When we say that something isn’t considered to be evidence, or isn’t taken seriously as evidence, what we often really mean is that certain people aren’t changing their behaviour in the way we’d like them to as a result. Is part of the problem that we’re using evidence to try and change others’ behaviour rather than our own? What is the nature of evidence that would make us change our own behaviour? We criticise politicians for seeking only the evidence that helps them make the case that they are right. What if we do the same? 
 
My second reflection is connected to this, and is about knowledge. We didn’t hear much about knowledge at the conference. Is knowledge always evidence? If it’s not evidence, what is it? Because evidence is certainly not always knowledge. 
 
And my third reflection is on learning. We heard a lot at the conference about learning; the idea of ‘improving not proving’. But what I also heard is that this is all very easy to say, but much harder to do.
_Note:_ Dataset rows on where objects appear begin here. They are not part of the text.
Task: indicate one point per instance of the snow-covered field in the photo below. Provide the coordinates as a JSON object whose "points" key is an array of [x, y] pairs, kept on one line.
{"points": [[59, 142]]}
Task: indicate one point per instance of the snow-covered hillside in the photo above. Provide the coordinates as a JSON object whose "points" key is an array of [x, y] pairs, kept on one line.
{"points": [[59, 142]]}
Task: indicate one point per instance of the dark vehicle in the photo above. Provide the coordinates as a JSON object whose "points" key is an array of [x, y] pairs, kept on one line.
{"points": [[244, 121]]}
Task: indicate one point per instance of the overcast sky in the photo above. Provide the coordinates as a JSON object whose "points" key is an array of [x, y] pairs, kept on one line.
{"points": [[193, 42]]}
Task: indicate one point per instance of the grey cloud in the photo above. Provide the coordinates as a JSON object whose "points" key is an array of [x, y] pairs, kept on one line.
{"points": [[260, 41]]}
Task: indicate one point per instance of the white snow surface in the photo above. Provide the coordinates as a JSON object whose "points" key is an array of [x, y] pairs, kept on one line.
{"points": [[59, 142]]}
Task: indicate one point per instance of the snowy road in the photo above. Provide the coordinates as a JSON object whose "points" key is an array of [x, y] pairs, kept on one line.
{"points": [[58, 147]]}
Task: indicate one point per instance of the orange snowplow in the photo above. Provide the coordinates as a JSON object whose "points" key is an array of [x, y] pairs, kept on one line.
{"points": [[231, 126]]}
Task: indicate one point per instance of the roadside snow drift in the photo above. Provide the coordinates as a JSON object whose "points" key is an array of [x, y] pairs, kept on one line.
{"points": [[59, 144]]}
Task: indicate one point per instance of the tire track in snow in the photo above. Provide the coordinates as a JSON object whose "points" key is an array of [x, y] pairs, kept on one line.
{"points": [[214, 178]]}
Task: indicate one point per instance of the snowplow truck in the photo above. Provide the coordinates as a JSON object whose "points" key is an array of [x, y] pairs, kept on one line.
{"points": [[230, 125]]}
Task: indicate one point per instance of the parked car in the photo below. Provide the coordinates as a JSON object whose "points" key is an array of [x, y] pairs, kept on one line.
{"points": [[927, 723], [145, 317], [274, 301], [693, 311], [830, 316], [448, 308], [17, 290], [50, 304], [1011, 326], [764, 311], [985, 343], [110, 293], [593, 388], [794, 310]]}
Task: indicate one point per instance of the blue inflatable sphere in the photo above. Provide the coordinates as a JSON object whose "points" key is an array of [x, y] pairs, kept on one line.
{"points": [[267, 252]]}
The power dynamics that Derek Bardowell, Jess Cordingley and John Hitchin discussed in our afternoon panel reminded us that the odds are often stacked against the conditions required to learn. James Noble charted the growth of the impact agenda in his session, and noted that the conversation now seems to be about how impact measurement isn’t working, is a burden, or a distortion. I think there’s a risk that we are on the cusp of the next wave, the “learning and improvement agenda”. Maybe that’s an alternative dystopia.... it’s certainly a recipe for scepticism and fatigue all over again. 
 
So how do we hold this back? 
 
My sense is that we need to get better at surfacing and naming the different purposes for evidence.  What are we chasing? What do we want to get? How much of this is for show, part of the game? And if we decide it’s not for show, what is it for? 
 
I’d like to suggest that we should also be asking what we want to know, our personal interest and pursuit of evidence. To use Rashid Iqbal’s elegant phrase from his presentation, what is the process of gathering, interpreting and using evidence that resonates with our essential humanity? 
 
And that’s where the dystopia lies - we allow our essential humanity to be constrained by our compliance with some version of the evidence agenda. My interest is in an evidence agenda that nurtures our essential humanity, that cultivates it at the same time as helping us to understand it. 
 
I want to finish by coming back to ‘proposing’ rather than just ‘opposing’: I try hard to do both, but I have to say I get a lot more love when I oppose than when I propose. We tend to say - and I heard it said several times at our event - if we knew what to do, we’d do it. But I wonder, would we? Leon Feinstein’s closing address reminded us of our own power to create change. He also reminded us that in order to change things, we need to know things. Specifically, to change things about how we work, we need to know about how we work. And that’s the final aspect of the dystopia for me - that we cease to want to understand our work.